Aside from her educational experience, Arnold knows, firsthand, how family dynamics and issues can impact students’ well-being. She is a mother of four children, of which two were adopted through the foster care system. She, herself, recounts growing up in foster families, also sharing that she was initially found running in the streets at the age of two-and-a-half. “That is why [Mindfulness training] is something I am passionate about — I feel like we have a choice,” Arnold enthuses. Without pausing, she emphatically states, “I am not a victim of my past — I had a victory over it…I have an amazing life — but there were some bumpy times. But, we would not be who we are today, if we did not have our past.”
According to Tuolumne County Schools Superintendent Margie Bulkin, “When classrooms are healthy socio-emotionally, it makes common sense for students to do better.” This year, mindful learning classes became an add-on program component to a three-year, $950,000 federal grant won by Bulkin’s office that specifically targets improving the socio-emotional well-being of certain student populations; in this case, Native Americans. Once secured, she says, the grant became applicable to the overall population within the three school districts that met the minimum percentage requirements for Native American student attendance: Summerville, Jamestown and Curtis Creek.
Connecting Kids With Their Inner, Wiser Selves
In choosing to add mindfulness to the behavioral training, Bulkin says her office heard of the positive impacts experienced at West Point and additionally points to a growing national trend that supports the approach. “[Mindfulness training] is getting unbelievable positive response from those people implementing it, and in what the kids say,” she states. “Rules aren’t enough; it gives them tools how to get control of some of [their] behaviors and learn to connect their brain with their emotions.” So far, the training has been introduced to four targeted classes at Jamestown and Curtis Creek elementary schools, where Arnold and three counselors involved in the program are reporting strong results and parent support. Come January, the program will commence at Summerville Elementary.
Curtis Creek counselor Joane Job reports that, in addition to improving the students’ mental health and helping them deal with stresses, the mindfulness training is helping them “settle in better” on their academics.
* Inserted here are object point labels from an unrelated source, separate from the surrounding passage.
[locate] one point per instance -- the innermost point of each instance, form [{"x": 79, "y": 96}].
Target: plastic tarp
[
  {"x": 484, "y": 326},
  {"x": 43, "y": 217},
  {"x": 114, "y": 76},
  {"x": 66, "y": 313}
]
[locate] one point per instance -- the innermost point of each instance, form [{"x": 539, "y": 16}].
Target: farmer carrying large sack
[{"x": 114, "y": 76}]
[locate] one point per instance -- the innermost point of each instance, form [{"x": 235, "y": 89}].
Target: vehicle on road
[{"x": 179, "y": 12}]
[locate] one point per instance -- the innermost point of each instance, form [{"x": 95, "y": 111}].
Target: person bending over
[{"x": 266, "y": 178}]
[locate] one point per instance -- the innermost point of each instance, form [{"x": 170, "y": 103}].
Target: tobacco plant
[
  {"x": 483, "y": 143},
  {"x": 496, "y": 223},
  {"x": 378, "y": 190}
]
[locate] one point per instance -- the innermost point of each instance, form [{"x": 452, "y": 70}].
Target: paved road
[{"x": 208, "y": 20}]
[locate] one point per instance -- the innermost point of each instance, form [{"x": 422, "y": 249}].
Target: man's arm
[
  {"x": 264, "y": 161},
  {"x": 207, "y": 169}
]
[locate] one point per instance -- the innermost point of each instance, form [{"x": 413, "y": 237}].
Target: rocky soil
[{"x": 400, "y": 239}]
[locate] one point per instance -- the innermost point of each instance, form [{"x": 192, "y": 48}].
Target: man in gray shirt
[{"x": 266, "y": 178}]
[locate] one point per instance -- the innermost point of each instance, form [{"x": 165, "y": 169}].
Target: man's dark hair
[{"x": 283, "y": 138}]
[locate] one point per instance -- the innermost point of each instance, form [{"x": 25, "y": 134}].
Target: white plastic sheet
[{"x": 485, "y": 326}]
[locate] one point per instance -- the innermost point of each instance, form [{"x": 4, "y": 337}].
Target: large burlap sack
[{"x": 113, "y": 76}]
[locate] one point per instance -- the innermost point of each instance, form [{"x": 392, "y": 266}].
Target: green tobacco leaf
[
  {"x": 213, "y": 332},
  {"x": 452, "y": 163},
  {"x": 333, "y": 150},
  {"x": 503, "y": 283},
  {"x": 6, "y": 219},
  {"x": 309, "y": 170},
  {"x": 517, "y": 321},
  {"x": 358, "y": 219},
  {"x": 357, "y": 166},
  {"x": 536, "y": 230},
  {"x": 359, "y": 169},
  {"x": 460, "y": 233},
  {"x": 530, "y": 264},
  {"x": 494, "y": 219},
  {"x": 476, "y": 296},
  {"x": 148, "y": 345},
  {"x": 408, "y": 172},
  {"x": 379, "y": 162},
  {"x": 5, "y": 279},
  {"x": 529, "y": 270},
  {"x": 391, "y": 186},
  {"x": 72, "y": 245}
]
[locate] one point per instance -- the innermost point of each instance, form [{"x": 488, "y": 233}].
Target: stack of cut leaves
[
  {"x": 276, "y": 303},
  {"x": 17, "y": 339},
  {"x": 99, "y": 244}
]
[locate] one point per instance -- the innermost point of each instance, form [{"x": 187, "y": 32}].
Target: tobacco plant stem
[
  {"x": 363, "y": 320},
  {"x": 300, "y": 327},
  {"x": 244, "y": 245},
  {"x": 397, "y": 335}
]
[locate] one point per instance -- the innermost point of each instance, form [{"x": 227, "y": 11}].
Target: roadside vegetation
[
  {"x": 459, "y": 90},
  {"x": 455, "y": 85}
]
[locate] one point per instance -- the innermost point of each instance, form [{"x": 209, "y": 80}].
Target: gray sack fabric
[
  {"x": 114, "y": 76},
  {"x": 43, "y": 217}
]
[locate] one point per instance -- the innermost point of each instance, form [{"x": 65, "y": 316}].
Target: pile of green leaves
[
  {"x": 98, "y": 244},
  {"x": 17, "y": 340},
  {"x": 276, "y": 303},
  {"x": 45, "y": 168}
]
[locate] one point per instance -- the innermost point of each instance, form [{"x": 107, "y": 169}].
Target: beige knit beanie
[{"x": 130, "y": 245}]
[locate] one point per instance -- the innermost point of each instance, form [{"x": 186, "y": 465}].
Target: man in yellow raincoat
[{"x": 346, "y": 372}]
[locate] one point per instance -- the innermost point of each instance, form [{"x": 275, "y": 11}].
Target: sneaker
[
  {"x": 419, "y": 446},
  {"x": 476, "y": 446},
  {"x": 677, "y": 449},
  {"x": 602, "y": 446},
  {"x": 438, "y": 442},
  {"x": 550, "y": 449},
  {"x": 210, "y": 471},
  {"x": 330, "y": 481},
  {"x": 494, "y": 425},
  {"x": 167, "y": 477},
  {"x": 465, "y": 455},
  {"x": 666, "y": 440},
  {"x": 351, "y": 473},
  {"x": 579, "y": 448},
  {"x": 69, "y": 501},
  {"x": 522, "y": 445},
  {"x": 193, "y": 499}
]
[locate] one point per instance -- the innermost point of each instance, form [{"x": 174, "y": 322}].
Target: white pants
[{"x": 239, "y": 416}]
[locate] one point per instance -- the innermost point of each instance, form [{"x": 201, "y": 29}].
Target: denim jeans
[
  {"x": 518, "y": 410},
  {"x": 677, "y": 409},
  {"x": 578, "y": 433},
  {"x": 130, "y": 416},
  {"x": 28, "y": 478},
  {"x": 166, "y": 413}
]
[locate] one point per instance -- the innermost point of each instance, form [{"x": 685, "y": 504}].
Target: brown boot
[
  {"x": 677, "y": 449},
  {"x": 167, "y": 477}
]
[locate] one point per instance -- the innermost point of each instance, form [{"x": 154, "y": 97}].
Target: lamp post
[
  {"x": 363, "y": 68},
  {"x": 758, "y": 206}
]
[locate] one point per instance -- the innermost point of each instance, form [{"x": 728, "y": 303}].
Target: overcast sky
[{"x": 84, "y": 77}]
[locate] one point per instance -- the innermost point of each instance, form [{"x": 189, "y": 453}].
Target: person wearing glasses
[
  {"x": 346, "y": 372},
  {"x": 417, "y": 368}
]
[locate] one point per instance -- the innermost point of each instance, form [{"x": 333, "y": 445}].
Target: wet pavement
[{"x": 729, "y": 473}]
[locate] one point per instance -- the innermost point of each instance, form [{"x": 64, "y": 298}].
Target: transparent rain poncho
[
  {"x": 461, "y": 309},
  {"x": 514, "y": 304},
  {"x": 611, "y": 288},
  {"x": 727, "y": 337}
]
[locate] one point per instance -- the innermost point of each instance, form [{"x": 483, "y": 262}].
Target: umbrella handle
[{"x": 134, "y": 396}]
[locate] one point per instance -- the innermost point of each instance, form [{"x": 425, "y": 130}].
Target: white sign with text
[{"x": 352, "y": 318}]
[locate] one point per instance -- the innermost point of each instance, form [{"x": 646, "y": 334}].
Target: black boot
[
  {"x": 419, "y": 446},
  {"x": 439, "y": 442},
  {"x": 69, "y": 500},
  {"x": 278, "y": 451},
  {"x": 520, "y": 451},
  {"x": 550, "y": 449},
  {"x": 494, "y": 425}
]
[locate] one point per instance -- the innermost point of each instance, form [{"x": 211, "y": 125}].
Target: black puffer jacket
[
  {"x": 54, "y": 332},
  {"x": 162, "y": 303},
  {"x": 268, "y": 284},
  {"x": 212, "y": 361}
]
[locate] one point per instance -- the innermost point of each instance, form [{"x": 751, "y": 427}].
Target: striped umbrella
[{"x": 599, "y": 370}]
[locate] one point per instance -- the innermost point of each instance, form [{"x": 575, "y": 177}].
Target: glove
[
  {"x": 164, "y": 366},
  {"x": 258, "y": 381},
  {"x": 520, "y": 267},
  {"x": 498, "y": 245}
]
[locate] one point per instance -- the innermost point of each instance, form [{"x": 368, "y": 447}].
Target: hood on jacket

She says the overall results are impressive enough that teachers in the grades where the programs have not yet been introduced are proactively beginning their own online training through Mindful Schools. Looking ahead, whether there are allocated monies for it or not, programs in local schools look to be seeding through such instruction, which is available to teachers and counselors for well under $500.
Bulkin shares, now that California schools’ new Local Control Funding Formula (LCFF) is in place, school districts are required to gather and consider stakeholder input before adopting their budgets. This enables parents and district employees to weigh in with their thoughts on funding mindfulness training — or any other program expenditures. While she says it is difficult to gauge where additional grant funding might come from, she states, “In my experience, the very best practices continue, regardless [of funding].”